Object: In this paper, the authors' goal was to evaluate the impact of PET data on the clinical management of incidental brain lesions in children.
Methods: Between 1995 and 2007, 442 children with a newly diagnosed brain lesion were referred to the authors' department. Of these, 55 presented with an incidental brain lesion and were selected for study because MR imaging sequences revealed limitations in assessing the tumor, its evolving nature, and/or the malignant potential of the lesion diagnosed. Thirteen children were studied using FDG-PET and 42 with L-(methyl-(11)C)-methionine (MET)-PET; 3 children underwent both FDG-PET and MET-PET but only the MET-PET results were used in the analysis. The PET and MR images were combined in image fusion navigation planning. Drawing on their experience with PET in adults, the authors proposed the following treatment plans: 1) surgery in children with imaging evidence of increased PET tracer uptake, which is highly specific of tumor and/or malignant tumor tissue; or 2) conservative treatment in children in whom there was little or no tracer uptake on PET. The authors compared the PET data with the MR imaging-based diagnosis and either 1) the results of histological examination in surgically treated cases, or 2) the long-term outcome in untreated cases. They studied PET and MR imaging sensitivity and specificity in detecting tumor and malignant tissues, and evaluated whether PET data altered their clinical management.
Results: Seventeen children had increased PET tracer uptake and underwent surgery. Tumor diagnosis was confirmed in all cases (that is, there were no false-positive findings). Cases in which there was little or no PET tracer uptake supported conservative treatment in 38 children. However, because PET was under evaluation, 16 of 38 lesions that were judged accessible for resection were surgically treated. Histological examination results demonstrated neither malignant nor evolving tumor tissue but yielded 9 indolent tumors (6 dysembryoplastic neuroectodermal tumors, 2 low-grade astrocytomas, and 1 low-grade astrocytoma and dysplasia) and 7 nontumoral lesions (3 cases of vasculitis, 3 of gliosis, and 1 of sarcoidosis). In 22 of the untreated 38 children, stable disease was noted during follow-up (range 18-136 months). Although an absence of PET tracer uptake might not exclude tumor tissue, PET did not reveal any false-negative findings in malignant or evolving tumor tissue detection in cases in which MR imaging showed false-positive and -negative cases in > 35 and 25% of the cases, respectively.

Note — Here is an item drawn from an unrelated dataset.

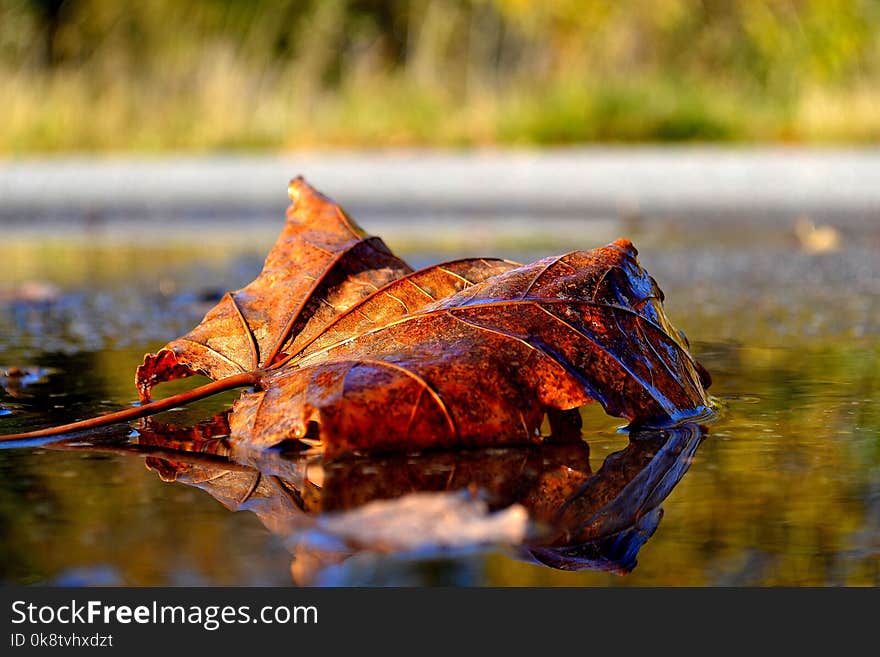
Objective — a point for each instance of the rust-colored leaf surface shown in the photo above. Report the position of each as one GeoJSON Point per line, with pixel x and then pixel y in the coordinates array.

Conclusions: These data confirmed the high sensitivity and specificity of PET to detect tumor as well as malignant tissue. Regarding the treatment of the incidental brain lesions, the PET findings enabled the authors to make more appropriate decisions regarding treatment than those made on MR imaging findings alone. Therefore, the risk of surgically treating a nontumoral lesion was reduced as well as that for conservatively managing a malignant tumor. Nowadays, it is estimated that these data justify conservative management in incidental lesions with low or absent PET tracer uptake.